We are insisting upon mandatory fuel efficiency standards for vehicles in line with the leading North American Standards. Many Americans will have similar standards by 2008, and Canada should have them too.
International frameworks such as the Kyoto Protocol must be recognized. These obligations are not Liberal or Conservative commitments. They are Canada’s and they can only be honoured with all of us working together.
We have never been a country that takes our treaty obligations lightly, and we should not start now.
I have made it clear that we need tough action on climate change and it has to happen immediately. Any support for any upcoming budgets will hinge upon how it will advance the battle against climate change.
As one of the world’s largest polluters and wealthiest nations, Canada must play a leadership role on climate change today – not only for ourselves, but for our children and grandchildren. Too much time has already been wasted.
* * * * *
So, what is the NDP saying about Canada’s role in the world?
Canada has to reestablish itself as trusted foreign policy partner.
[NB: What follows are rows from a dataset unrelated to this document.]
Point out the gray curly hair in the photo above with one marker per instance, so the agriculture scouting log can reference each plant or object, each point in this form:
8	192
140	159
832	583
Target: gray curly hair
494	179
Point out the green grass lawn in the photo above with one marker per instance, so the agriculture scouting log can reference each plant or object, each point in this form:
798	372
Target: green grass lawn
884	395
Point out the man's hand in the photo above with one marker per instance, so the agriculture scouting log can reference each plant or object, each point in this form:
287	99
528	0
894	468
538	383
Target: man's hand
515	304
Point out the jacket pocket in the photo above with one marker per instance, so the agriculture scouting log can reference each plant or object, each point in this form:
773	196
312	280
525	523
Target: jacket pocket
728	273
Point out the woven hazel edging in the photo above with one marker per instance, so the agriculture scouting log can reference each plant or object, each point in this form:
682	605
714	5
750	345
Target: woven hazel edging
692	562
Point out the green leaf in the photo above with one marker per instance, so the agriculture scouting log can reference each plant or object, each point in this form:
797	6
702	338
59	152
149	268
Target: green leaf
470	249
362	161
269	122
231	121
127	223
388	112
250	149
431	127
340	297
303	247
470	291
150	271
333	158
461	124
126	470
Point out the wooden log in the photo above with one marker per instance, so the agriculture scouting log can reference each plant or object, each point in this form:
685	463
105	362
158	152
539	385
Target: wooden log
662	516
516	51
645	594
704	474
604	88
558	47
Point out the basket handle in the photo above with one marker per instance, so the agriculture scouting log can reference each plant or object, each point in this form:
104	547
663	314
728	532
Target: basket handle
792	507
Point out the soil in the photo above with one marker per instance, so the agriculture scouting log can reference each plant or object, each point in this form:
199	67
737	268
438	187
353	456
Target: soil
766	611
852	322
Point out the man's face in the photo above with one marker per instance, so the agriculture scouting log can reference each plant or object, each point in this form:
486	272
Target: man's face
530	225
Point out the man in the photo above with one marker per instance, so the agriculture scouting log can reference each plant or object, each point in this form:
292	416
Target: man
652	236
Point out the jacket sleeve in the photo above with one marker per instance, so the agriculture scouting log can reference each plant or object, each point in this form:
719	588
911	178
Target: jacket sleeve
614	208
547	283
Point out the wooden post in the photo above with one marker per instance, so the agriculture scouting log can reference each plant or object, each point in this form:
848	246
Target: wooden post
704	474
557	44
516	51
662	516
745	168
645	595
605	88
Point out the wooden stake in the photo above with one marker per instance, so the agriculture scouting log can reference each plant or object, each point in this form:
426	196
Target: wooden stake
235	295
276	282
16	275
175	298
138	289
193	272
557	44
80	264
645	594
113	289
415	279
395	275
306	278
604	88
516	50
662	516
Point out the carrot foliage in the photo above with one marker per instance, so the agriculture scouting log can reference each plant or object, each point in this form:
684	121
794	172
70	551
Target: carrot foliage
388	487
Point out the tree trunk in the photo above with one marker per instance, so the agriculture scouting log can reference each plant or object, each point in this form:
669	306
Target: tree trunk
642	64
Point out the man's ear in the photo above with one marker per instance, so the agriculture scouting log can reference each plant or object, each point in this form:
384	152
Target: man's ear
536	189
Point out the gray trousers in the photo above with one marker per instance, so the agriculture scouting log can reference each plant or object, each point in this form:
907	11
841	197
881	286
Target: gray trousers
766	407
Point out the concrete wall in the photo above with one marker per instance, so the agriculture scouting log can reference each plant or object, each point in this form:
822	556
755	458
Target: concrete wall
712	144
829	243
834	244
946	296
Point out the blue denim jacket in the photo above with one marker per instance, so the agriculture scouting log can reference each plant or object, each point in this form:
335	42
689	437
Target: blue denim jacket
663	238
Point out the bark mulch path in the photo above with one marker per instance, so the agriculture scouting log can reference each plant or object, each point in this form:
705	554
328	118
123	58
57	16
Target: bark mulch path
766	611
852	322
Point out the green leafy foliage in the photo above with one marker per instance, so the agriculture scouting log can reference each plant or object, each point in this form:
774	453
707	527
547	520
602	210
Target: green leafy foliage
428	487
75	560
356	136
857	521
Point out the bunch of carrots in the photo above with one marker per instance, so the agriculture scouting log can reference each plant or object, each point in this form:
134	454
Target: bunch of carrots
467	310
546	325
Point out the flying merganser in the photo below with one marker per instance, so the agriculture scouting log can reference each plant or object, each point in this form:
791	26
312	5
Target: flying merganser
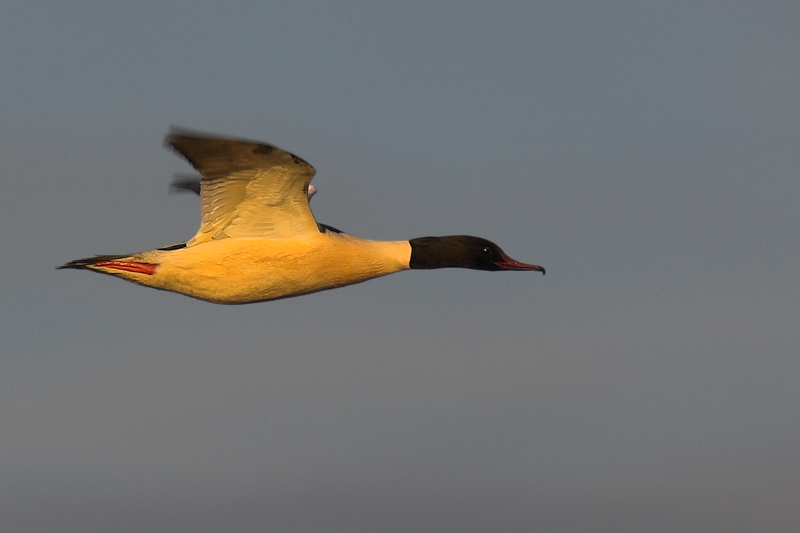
258	239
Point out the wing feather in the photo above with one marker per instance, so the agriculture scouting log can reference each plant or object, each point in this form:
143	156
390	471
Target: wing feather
248	189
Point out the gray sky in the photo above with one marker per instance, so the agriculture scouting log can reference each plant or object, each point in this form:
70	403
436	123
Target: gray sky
645	153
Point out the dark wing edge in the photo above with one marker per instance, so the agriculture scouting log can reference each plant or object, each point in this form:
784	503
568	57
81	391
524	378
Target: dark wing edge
215	156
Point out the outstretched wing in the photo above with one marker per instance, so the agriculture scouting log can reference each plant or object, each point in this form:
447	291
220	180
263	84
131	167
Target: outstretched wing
248	189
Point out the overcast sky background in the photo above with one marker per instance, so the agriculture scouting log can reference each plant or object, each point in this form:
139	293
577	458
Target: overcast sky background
645	153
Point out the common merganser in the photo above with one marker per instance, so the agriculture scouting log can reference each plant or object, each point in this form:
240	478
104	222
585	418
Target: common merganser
258	239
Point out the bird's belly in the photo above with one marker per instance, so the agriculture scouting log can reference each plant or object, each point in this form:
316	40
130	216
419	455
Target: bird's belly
242	274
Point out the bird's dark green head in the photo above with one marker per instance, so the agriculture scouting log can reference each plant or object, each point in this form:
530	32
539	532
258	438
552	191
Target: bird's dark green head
462	251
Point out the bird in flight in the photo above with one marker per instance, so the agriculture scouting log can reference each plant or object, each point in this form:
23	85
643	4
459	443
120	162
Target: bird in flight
258	239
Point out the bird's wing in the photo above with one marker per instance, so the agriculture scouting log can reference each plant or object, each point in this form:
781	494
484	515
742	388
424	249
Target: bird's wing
248	189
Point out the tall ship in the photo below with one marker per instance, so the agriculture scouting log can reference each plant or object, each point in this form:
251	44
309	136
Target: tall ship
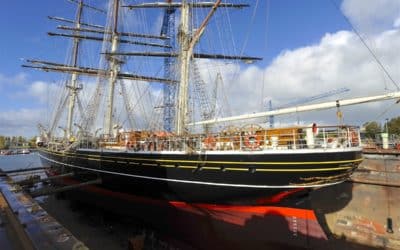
181	147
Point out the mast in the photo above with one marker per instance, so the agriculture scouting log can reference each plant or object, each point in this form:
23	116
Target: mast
73	87
114	70
184	42
187	44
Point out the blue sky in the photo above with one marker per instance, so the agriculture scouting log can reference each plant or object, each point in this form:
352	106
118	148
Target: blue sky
292	27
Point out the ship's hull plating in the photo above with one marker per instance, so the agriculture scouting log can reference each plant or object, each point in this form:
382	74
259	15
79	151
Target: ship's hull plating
215	177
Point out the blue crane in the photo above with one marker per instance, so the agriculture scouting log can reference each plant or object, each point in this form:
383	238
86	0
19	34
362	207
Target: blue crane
305	100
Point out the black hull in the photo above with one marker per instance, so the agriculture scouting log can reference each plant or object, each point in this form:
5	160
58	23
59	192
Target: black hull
252	178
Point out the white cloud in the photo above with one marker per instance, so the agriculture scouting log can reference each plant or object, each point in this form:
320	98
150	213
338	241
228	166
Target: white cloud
396	23
20	122
338	60
371	16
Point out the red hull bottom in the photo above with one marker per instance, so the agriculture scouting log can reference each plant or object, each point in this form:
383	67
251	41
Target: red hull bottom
210	226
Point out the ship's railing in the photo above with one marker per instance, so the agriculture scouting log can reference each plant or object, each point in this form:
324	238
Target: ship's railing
252	140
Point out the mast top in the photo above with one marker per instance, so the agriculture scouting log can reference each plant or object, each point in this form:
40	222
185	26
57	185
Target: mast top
179	5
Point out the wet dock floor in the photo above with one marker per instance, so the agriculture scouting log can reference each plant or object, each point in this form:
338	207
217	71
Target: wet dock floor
363	214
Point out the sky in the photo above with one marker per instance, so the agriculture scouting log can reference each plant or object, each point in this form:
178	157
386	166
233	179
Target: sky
308	47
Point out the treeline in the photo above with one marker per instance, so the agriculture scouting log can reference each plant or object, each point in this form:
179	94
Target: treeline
391	126
7	142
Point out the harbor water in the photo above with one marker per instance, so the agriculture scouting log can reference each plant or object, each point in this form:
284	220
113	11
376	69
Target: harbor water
359	214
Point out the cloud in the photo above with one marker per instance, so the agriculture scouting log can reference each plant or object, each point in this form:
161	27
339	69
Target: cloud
371	16
20	122
338	60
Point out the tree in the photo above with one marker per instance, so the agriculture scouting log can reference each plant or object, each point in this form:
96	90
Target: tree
371	129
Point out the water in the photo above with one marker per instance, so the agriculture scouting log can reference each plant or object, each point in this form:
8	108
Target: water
11	162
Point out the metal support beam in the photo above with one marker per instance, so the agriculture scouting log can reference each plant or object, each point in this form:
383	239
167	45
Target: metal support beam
47	191
27	182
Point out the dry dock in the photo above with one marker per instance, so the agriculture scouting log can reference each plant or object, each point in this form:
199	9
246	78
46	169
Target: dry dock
24	224
359	214
369	214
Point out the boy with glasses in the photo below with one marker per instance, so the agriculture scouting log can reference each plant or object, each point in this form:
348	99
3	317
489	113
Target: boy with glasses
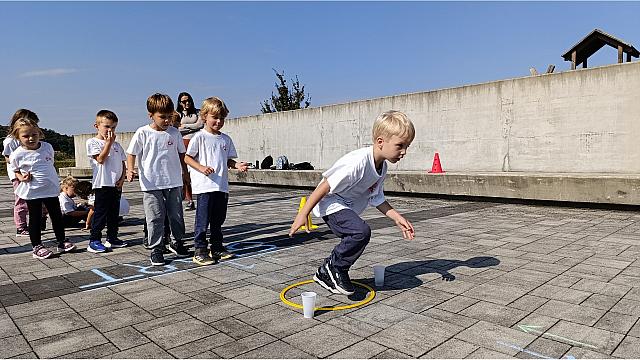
160	153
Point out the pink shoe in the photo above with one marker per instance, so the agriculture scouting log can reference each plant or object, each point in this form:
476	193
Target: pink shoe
40	252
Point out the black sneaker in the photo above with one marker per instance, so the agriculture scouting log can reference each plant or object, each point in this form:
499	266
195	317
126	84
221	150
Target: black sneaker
178	249
323	279
157	258
221	254
201	257
340	279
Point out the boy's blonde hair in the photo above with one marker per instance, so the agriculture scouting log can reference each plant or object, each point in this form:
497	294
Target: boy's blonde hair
214	106
159	103
23	113
106	114
391	123
24	122
69	181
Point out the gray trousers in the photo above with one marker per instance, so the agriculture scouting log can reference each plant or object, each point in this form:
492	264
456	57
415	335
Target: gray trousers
157	205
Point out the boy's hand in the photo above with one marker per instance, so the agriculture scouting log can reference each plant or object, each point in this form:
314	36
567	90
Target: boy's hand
111	136
242	166
207	170
298	222
25	178
131	174
407	229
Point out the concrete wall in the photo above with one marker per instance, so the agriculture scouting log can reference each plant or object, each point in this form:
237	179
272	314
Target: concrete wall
582	121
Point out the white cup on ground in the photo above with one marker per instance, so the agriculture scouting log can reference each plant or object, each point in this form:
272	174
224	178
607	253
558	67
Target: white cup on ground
378	273
308	303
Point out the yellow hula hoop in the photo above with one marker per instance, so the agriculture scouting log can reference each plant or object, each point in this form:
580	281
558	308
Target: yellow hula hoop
372	294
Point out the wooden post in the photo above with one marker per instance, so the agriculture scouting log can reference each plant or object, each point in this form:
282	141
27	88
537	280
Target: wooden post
619	54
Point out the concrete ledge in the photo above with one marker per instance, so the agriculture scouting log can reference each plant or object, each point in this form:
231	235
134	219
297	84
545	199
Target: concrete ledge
620	189
588	188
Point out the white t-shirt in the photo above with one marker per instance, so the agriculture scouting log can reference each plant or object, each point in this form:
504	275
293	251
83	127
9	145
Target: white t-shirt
67	204
158	160
211	150
9	144
44	181
354	183
109	172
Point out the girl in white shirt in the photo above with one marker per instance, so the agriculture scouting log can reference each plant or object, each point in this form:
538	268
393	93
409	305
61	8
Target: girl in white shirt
32	163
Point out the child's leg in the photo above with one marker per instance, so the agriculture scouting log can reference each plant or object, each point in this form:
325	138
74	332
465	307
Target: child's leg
53	206
154	211
35	216
217	215
355	234
202	221
101	207
20	210
113	209
173	198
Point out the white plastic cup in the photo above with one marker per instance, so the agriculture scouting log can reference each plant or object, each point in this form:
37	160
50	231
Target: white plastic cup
378	273
308	303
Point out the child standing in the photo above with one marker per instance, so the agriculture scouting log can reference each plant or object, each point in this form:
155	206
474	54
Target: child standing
72	213
352	183
107	158
211	153
32	163
9	144
160	152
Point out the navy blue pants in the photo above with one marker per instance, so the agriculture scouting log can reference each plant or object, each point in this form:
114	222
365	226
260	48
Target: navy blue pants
355	234
211	210
35	219
106	210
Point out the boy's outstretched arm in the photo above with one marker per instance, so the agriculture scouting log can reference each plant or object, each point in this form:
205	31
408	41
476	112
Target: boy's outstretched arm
407	229
301	219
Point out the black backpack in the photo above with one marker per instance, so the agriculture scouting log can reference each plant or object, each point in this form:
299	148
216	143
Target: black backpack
266	162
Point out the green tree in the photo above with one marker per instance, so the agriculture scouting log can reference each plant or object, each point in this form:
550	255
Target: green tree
286	99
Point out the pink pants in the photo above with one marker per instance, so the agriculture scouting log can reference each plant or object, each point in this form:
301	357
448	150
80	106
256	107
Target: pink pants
20	211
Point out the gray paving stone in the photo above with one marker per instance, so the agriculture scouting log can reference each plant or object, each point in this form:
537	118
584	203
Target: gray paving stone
451	349
234	328
488	336
416	335
363	350
493	313
50	323
179	333
125	338
13	346
322	340
146	351
561	294
236	348
570	312
627	307
201	345
392	354
595	339
67	343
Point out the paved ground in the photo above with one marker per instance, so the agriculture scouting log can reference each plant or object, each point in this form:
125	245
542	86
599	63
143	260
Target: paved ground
481	280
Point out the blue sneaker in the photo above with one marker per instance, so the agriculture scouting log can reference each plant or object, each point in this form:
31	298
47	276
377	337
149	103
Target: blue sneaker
96	247
115	243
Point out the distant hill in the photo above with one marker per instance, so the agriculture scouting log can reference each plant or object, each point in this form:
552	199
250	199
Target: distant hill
62	144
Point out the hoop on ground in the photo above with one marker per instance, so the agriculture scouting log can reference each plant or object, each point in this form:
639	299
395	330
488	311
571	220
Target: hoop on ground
372	294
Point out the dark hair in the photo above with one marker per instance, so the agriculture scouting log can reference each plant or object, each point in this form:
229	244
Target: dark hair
107	114
179	108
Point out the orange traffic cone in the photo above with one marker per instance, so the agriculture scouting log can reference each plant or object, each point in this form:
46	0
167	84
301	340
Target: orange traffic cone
436	168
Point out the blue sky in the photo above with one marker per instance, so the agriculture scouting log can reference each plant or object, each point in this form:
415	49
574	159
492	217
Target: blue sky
67	60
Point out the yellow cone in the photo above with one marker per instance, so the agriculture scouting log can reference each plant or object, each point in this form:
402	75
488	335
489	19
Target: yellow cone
303	201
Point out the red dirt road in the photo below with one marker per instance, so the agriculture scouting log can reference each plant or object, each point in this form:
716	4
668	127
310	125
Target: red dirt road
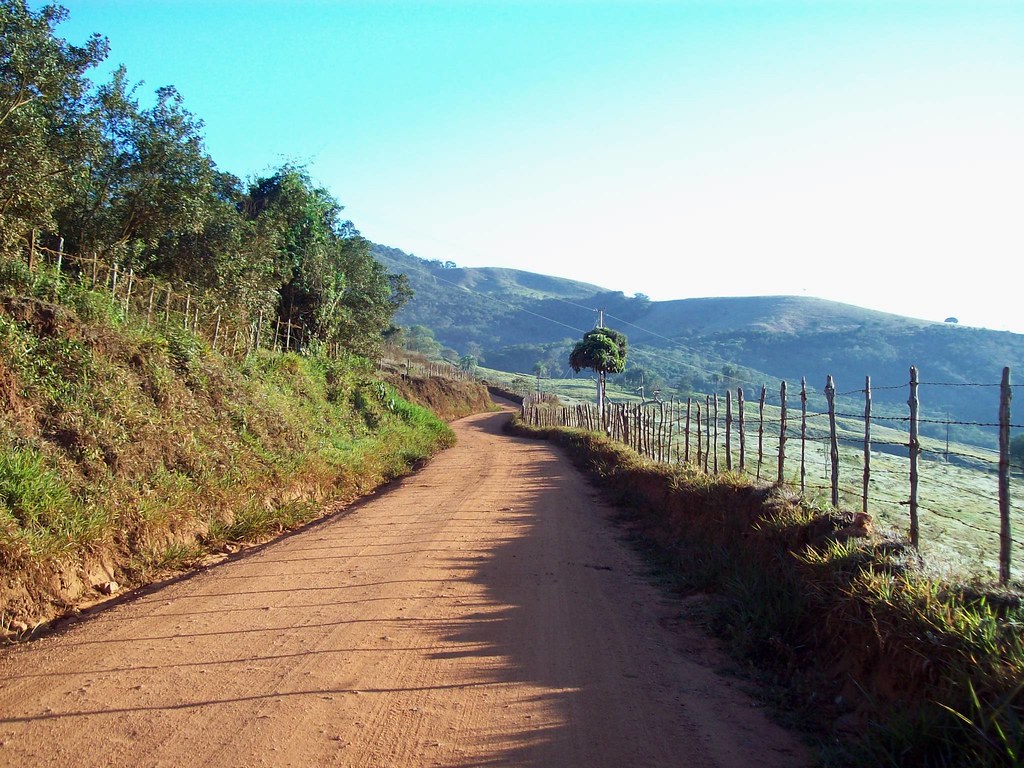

Our role in the world is linked to our credibility, and that role is being undermined by our weak record on development assistance, peacekeeping and climate change.
We are at a fork in the road. We can carry on as we are doing now – ignoring our history; dismissing our international obligations as soon as they cost money; exacerbating tensions between the West and the Muslim and Arab world in alliance with George Bush; and continuing to allow hundreds of millions of people on this planet languish in poverty, hunger and preventable illnesses.
Or we can take another path. One which I believe you and most other ordinary Canadians will support. This is a path of internationalism – of diplomatic dialogue and peace negotiations that gets all parties to the table.
It is a path which insists that poor people have rights and that they be involved in developing solutions to their own problems—as proposed in Alexa McDonough’s Private Member’s Bill.
In the short term, this requires all parties in the House of Commons to work together, so that we can get things done for the world. A world that expects Canada to honour its international obligations on climate change.
We have a lot of work to do. I hope you will join us, so that the voice of everyday Canadians will be heard and reflected in our foreign policy.